Any 3DS Max object can be used as an anchor but because anchors represent information that is conceptually in the form of a vertical line and a direction, it makes sense to choose an object that corresponds visually to this line.
By convention, an inverted L shape is used when the direction (or orientation) associated with an anchor is important, and a simple vertical line can be used when this direction is not important.

Whatever type of object is used, the exporter will obtain a vertical line from the anchor by taking the x and y coordinates of the anchor's origin and the z start and end coordinates of the anchor's world bounding box.
The anchor's direction is taken from the direction of the x axis in the objects local coordinate system, as shown below.

Marking nodes as anchors

In order to be recognised as an anchor a node must be given a name prefixed with either 'anchor_' or 'terrainAnchor_' (with the anchor treated as either a standard anchor or a terrain anchor accordingly).
The part of the anchor's name after the prefix will be used as the name under which that anchor is saved.
An anchor object named 'anchor_PlayerStartPoint', for example, will add an anchor that can be queried in-game as 'PlayerStartPoint'.

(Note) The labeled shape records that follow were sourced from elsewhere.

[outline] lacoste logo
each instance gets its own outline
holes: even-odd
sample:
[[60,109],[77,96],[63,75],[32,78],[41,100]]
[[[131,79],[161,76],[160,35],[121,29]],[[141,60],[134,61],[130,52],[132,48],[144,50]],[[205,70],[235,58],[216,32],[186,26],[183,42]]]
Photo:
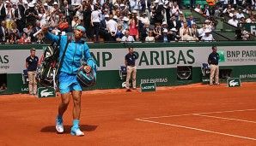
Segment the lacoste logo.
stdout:
[[235,82],[235,79],[233,79],[233,80],[230,80],[229,85],[230,86],[235,86],[235,85],[238,85],[239,84],[238,82]]
[[52,96],[53,95],[53,91],[48,91],[48,89],[46,89],[46,90],[42,91],[40,92],[41,96]]

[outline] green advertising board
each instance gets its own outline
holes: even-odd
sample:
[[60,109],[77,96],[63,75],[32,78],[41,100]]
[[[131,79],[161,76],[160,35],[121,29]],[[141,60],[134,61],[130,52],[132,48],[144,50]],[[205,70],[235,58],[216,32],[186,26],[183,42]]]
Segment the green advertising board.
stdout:
[[53,88],[40,87],[38,88],[37,94],[39,98],[56,97],[56,93]]
[[239,78],[230,78],[227,79],[229,87],[241,87],[241,80]]
[[142,83],[140,88],[142,92],[156,91],[155,83]]

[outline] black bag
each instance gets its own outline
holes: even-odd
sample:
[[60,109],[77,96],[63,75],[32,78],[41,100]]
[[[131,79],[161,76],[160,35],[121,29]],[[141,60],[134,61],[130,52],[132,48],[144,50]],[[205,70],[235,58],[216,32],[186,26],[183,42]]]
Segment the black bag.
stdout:
[[59,57],[59,43],[61,36],[59,36],[58,42],[57,44],[52,43],[48,46],[40,61],[40,65],[36,70],[36,80],[45,87],[57,88],[58,79],[58,69],[61,67],[65,51],[69,44],[69,40],[66,44],[64,51],[61,61],[58,61]]
[[46,87],[54,87],[54,82],[57,80],[59,41],[58,44],[52,43],[45,50],[36,70],[36,80]]

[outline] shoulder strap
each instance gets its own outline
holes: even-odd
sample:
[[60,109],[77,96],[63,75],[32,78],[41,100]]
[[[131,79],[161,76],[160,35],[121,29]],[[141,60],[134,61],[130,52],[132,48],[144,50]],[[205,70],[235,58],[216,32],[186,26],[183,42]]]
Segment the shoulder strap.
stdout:
[[[67,37],[67,39],[68,39],[68,37]],[[64,61],[64,56],[65,56],[66,50],[67,50],[67,48],[68,48],[68,45],[69,45],[70,43],[70,40],[68,39],[68,40],[67,40],[67,43],[66,43],[66,45],[65,45],[65,48],[64,48],[64,51],[63,51],[63,55],[62,55],[62,56],[61,56],[61,60],[60,60],[60,61],[59,61],[59,63],[58,63],[58,68],[60,68],[61,66],[62,66],[62,63],[63,63],[63,61]]]

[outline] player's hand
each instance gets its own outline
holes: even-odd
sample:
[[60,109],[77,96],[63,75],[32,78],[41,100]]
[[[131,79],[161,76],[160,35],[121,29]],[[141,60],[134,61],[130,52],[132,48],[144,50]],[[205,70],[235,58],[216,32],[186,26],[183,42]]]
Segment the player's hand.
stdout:
[[89,73],[92,69],[92,67],[91,66],[84,66],[83,67],[83,70],[86,72],[86,73]]
[[47,33],[48,32],[48,29],[47,29],[47,27],[46,27],[46,25],[43,25],[42,27],[41,27],[41,29],[43,30],[43,32],[44,33]]

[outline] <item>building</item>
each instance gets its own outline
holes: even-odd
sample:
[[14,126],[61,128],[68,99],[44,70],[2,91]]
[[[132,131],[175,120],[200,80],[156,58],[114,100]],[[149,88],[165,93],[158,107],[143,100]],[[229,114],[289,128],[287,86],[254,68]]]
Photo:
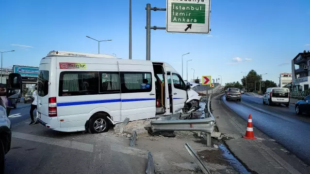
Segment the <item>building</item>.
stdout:
[[287,85],[291,84],[292,82],[293,77],[292,73],[284,72],[280,74],[279,87],[283,87]]
[[309,89],[310,84],[310,52],[306,50],[298,53],[292,60],[293,90],[305,91]]

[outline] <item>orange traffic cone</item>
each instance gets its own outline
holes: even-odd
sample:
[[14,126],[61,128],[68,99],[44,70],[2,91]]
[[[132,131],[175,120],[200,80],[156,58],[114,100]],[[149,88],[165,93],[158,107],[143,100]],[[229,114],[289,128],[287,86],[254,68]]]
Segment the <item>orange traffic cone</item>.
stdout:
[[243,138],[255,140],[256,137],[254,137],[254,133],[253,131],[253,124],[252,124],[252,116],[249,115],[249,119],[247,120],[247,127],[245,132],[245,136],[244,136]]

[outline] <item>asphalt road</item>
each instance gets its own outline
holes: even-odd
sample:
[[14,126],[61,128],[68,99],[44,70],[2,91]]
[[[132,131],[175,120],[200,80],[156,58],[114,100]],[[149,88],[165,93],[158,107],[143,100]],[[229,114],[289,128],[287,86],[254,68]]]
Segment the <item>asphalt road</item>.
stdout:
[[226,101],[225,96],[222,100],[245,120],[251,114],[254,126],[310,164],[310,116],[296,116],[294,104],[288,108],[263,105],[261,97],[247,94],[242,96],[241,102]]
[[30,104],[19,103],[9,116],[12,139],[6,174],[145,173],[147,156],[132,155],[139,152],[128,148],[128,140],[29,125]]

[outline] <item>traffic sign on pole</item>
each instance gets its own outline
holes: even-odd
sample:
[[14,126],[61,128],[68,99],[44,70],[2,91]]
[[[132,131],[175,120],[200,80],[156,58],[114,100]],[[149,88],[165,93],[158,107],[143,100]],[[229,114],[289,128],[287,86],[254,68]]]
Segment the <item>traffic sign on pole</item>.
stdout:
[[201,78],[201,83],[202,85],[211,85],[211,75],[204,75]]
[[167,0],[166,31],[209,34],[211,0]]

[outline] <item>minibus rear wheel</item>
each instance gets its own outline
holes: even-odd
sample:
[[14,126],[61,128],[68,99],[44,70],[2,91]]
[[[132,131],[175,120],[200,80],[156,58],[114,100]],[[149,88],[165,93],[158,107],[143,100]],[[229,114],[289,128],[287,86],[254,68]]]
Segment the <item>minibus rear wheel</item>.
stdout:
[[96,114],[89,119],[88,128],[92,133],[106,132],[109,130],[110,121],[107,116]]

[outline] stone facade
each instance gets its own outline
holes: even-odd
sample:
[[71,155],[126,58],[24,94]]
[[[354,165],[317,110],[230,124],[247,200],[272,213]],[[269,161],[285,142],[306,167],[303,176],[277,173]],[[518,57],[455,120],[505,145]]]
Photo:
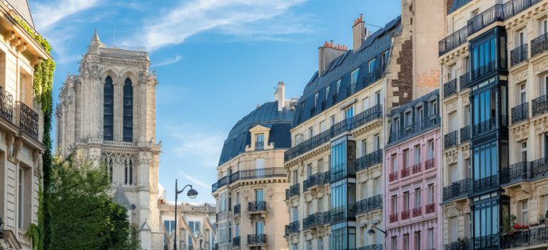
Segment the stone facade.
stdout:
[[30,250],[31,242],[24,234],[31,224],[38,223],[46,149],[44,114],[33,93],[34,69],[39,60],[51,56],[16,18],[30,18],[26,2],[1,1],[0,249]]
[[96,32],[80,74],[61,87],[56,141],[62,156],[77,151],[108,171],[114,199],[128,209],[143,249],[161,249],[157,81],[149,66],[147,52],[107,46]]

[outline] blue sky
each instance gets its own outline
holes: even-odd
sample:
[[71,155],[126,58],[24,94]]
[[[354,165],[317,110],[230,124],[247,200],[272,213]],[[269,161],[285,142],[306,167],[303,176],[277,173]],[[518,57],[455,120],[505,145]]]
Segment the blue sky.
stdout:
[[325,41],[351,48],[351,25],[360,13],[377,26],[400,13],[400,0],[29,2],[57,61],[56,103],[68,72],[78,73],[95,29],[108,44],[147,48],[159,83],[159,181],[169,200],[176,178],[193,184],[198,198],[182,198],[193,202],[214,202],[211,184],[224,139],[258,104],[273,99],[278,81],[285,82],[286,97],[298,97]]

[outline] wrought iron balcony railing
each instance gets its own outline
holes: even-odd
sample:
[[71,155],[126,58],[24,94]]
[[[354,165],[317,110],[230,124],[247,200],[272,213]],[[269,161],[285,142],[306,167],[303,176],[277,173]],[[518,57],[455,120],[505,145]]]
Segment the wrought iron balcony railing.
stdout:
[[469,141],[470,140],[470,125],[460,129],[460,143]]
[[532,101],[532,106],[533,109],[533,116],[538,116],[541,114],[544,114],[548,111],[548,95],[544,95],[535,98]]
[[510,51],[510,66],[519,64],[527,59],[527,44],[524,44]]
[[548,50],[548,33],[531,40],[531,57]]
[[266,244],[266,234],[248,234],[248,245],[264,245]]
[[285,225],[285,236],[297,234],[300,230],[299,221],[295,221],[290,223],[289,225]]
[[458,91],[456,78],[443,84],[443,98],[451,96]]
[[449,186],[443,187],[443,202],[467,196],[472,191],[472,182],[470,178],[451,183]]
[[382,105],[375,105],[352,118],[346,119],[332,126],[329,129],[289,149],[284,153],[284,160],[288,161],[328,142],[343,132],[350,131],[382,116]]
[[24,103],[21,106],[19,128],[35,139],[38,139],[38,113]]
[[266,201],[251,201],[248,203],[248,212],[263,212],[266,211]]
[[356,214],[367,213],[375,209],[382,208],[382,195],[377,194],[356,202]]
[[285,199],[288,200],[290,198],[298,196],[300,194],[300,184],[293,184],[289,187],[289,189],[285,189]]
[[447,149],[459,144],[459,131],[454,131],[444,136],[443,146]]
[[382,149],[377,150],[356,159],[356,171],[382,163]]
[[14,96],[0,86],[0,116],[14,122]]

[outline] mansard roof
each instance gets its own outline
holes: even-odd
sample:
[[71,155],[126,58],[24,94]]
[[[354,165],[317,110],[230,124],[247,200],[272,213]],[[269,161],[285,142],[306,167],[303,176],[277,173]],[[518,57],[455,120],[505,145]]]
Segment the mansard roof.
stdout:
[[[333,60],[321,75],[316,71],[306,84],[303,96],[299,99],[293,121],[293,126],[310,119],[314,115],[320,114],[323,109],[327,109],[336,105],[352,93],[347,92],[347,88],[350,85],[350,74],[357,69],[361,69],[358,74],[357,84],[355,91],[359,91],[367,86],[372,80],[380,79],[384,75],[384,71],[380,63],[382,53],[387,51],[392,46],[392,38],[396,32],[401,30],[401,17],[398,16],[387,24],[383,28],[369,36],[364,41],[360,49],[350,50]],[[374,72],[368,71],[367,64],[375,59],[377,63],[373,69]],[[373,76],[372,79],[370,74]],[[338,94],[337,93],[337,81],[341,80]],[[330,87],[326,96],[326,87]],[[323,109],[315,111],[315,114],[308,111],[314,107],[314,96],[319,93],[321,98],[318,104],[325,100]]]
[[268,144],[273,143],[275,149],[291,147],[291,123],[295,111],[289,106],[278,111],[278,101],[267,102],[258,107],[238,121],[225,140],[219,159],[219,166],[245,151],[251,143],[249,129],[260,125],[270,129]]

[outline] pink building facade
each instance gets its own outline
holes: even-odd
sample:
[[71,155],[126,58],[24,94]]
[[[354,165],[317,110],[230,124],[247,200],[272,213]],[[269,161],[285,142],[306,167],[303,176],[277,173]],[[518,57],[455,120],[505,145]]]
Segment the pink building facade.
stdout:
[[442,247],[438,105],[435,91],[394,109],[389,116],[383,168],[387,249]]

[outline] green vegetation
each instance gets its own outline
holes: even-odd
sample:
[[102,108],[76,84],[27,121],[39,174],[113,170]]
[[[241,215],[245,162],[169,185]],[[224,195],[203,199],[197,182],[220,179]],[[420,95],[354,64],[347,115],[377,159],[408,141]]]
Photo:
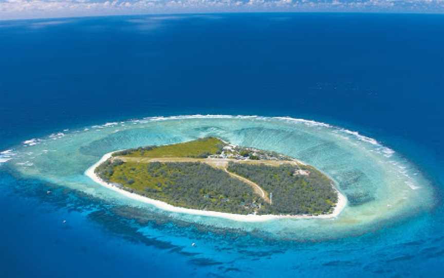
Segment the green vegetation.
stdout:
[[108,160],[97,168],[101,178],[173,206],[246,214],[262,203],[245,183],[205,163],[116,160]]
[[[116,152],[95,172],[124,190],[199,210],[317,215],[331,212],[338,200],[332,182],[314,168],[213,137]],[[263,191],[272,193],[272,203]]]
[[166,146],[141,147],[116,152],[113,156],[137,157],[200,157],[220,153],[226,145],[214,137],[207,137],[189,142]]
[[261,213],[327,213],[338,201],[331,181],[311,166],[295,168],[291,164],[272,166],[230,162],[227,170],[272,193],[272,205],[264,207]]

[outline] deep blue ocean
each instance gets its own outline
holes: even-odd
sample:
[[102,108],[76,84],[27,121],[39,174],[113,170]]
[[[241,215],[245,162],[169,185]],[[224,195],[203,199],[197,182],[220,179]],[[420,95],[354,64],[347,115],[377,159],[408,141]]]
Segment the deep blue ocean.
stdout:
[[[0,151],[145,116],[289,116],[377,139],[416,165],[438,200],[353,237],[267,241],[168,219],[142,222],[155,231],[147,236],[106,203],[0,166],[0,276],[443,276],[443,49],[441,15],[0,21]],[[196,239],[207,254],[184,251]],[[230,241],[232,250],[217,249]],[[234,267],[226,253],[254,265]]]

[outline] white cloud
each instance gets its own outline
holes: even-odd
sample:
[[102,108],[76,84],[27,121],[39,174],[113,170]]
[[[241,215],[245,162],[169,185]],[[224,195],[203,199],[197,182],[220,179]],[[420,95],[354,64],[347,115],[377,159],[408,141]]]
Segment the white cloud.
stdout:
[[0,19],[248,11],[444,12],[444,0],[0,0]]

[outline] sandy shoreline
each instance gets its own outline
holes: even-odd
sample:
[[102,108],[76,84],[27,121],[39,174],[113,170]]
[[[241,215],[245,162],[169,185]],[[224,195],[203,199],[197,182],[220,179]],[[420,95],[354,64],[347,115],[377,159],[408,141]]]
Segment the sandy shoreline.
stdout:
[[196,214],[199,215],[208,216],[212,217],[218,217],[225,218],[236,221],[240,221],[244,222],[256,222],[267,221],[273,219],[278,219],[282,218],[291,218],[299,219],[308,219],[311,218],[322,218],[329,219],[337,217],[342,210],[347,205],[347,198],[345,196],[342,195],[339,191],[338,191],[338,203],[336,206],[335,207],[335,209],[333,212],[329,214],[323,214],[321,215],[280,215],[273,214],[265,214],[265,215],[253,215],[253,214],[236,214],[234,213],[228,213],[227,212],[219,212],[218,211],[212,211],[209,210],[199,210],[198,209],[189,209],[182,208],[180,207],[175,207],[164,202],[160,201],[151,199],[147,197],[141,196],[138,194],[131,193],[123,189],[121,189],[114,185],[112,185],[108,183],[102,181],[96,173],[94,170],[97,166],[100,165],[105,161],[111,157],[113,152],[107,153],[103,155],[102,158],[96,163],[94,165],[89,167],[85,172],[85,174],[89,177],[91,180],[94,181],[97,183],[106,187],[112,190],[117,191],[122,195],[124,195],[128,197],[133,199],[150,204],[155,206],[157,208],[168,211],[173,212],[179,212],[181,213],[188,213],[189,214]]

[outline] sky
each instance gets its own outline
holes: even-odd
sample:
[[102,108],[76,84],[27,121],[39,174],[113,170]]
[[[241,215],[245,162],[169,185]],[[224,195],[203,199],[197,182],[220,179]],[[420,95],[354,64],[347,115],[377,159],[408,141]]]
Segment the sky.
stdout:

The plugin searches the scene, on export, for any nodes marked in this way.
The way in which the scene is searched depends on whether you are using 'Export selected' or 'Export named ground'.

When you click 'Export selected', the exporter searchs the set of nodes that are immediate children to nodes being exported.
When exporting in this way, anchors not linked directly under one of the selected nodes will be ignored.

When you click 'Export named ground', the exporter simply searches the entire scene for nodes with the 'anchor_' prefix.
This enables you to do things like organising anchors into hierarchies, or to have dummy objects linked between ground meshes and subsets of placed anchors.

Anonymous anchors

Any anchor object with a '#' character straight after the anchor suffix (e.g. "anchor_#01") is considered an 'anonymous anchor'. (Such anchors will not be saved out with the mesh, but can still be used to place obstacles.)

Examples

Refer to Example Geometry for a basic example mesh with anchors.
You can also look at the playable demo levels.